Marvel Studios unveiled a first look at the much-anticipated relaunch of the Man Without Fear’s adventures at this August’s D23 — at least, to those in attendance. Unfortunately, the trailer has yet to be officially released online, but thanks to the wonders of leaks and first-hand reportage we know what the teaser contained.

On top of glimpses of Charlie Cox’s Matt Murdock, Vincent D’Onofrio’s Kingpin, and Jon Bernthal’s Punisher, not to mention the return of Bullseye, Karen Page, and Foggy Nelson, and the introduction of Muse and White Tiger, the trailer also confirmed another addition to the cast that’s left fans scratching their heads.

The Marvels star confirmed to return to the MCU for Daredevil: Born Again

Image via Marvel Studios

Sorry, Channing Tatum. Move over, Wesley Snipes. The most out-of-left-field MCU cameo surely has to come from this Daredevil: Born Again trailer. The D23 first-look footage confirmed that Mohan Kapur will feature in the series, reprising his role as Yusuf Khan — father to Kamala “Ms. Marvel” Khan — from both Ms. Marvel and The Marvels.

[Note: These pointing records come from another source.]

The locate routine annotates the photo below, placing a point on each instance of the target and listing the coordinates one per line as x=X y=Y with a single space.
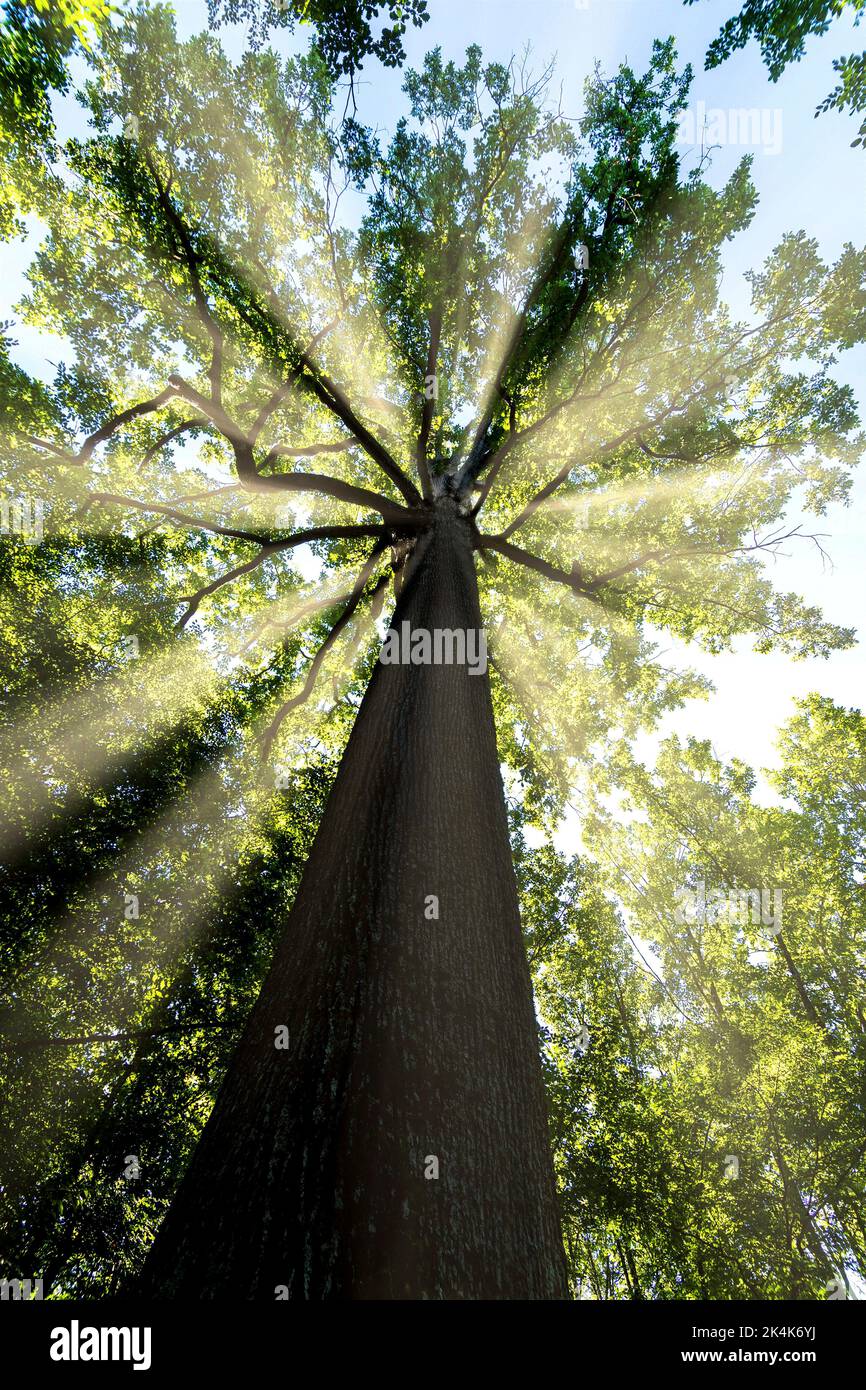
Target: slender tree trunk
x=413 y=1044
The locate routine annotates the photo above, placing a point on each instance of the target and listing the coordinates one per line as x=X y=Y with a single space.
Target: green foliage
x=781 y=27
x=345 y=29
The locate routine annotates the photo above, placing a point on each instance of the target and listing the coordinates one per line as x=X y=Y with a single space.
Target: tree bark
x=409 y=1039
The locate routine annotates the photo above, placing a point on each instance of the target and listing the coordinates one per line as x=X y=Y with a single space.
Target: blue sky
x=813 y=181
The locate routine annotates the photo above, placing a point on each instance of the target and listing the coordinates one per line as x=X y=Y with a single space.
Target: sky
x=808 y=178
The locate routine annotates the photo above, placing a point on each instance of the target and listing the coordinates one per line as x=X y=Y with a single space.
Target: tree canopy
x=285 y=335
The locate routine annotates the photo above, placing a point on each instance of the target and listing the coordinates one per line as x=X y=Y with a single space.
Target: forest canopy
x=287 y=337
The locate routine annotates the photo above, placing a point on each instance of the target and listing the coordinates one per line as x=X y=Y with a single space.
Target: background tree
x=781 y=27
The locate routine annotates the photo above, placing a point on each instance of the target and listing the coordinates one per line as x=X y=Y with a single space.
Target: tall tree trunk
x=412 y=1039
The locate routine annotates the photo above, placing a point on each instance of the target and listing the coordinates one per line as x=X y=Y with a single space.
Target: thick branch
x=573 y=578
x=266 y=552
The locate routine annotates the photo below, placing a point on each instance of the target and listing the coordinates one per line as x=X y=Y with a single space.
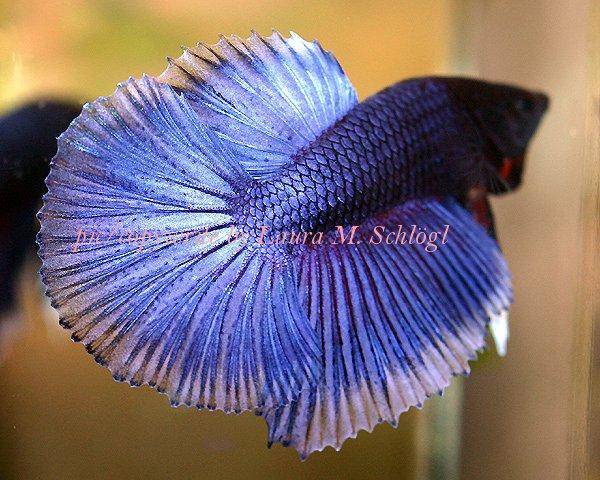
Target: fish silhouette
x=161 y=234
x=27 y=143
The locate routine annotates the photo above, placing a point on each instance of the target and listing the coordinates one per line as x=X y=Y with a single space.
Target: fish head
x=506 y=117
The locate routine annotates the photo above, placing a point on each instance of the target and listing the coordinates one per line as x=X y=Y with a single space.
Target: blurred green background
x=62 y=416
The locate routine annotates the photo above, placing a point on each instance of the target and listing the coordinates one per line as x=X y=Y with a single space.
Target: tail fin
x=143 y=178
x=395 y=323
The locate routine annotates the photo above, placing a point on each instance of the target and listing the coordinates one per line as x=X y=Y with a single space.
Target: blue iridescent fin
x=268 y=97
x=395 y=323
x=138 y=261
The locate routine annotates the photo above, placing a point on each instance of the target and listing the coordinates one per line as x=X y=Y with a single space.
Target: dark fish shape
x=27 y=143
x=167 y=204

Aside from the relative obscurity of the character — sorry, Yusuf, but Kamala’s mom Muneeba is the supreme Khan family member — the fact that the world of Ms. Marvel is crossing over with Daredevil at all is something of a head-scratcher. For starters, Born Again promises to be an extension of the street-level side of the MCU — inhabited by the Defenders, the Punisher, and Echo — rather than the cosmic side Kamala dwells in. On a geographic level, too, the Khans live in Jersey City, not Matt Murdock’s Hell’s Kitchen home turf.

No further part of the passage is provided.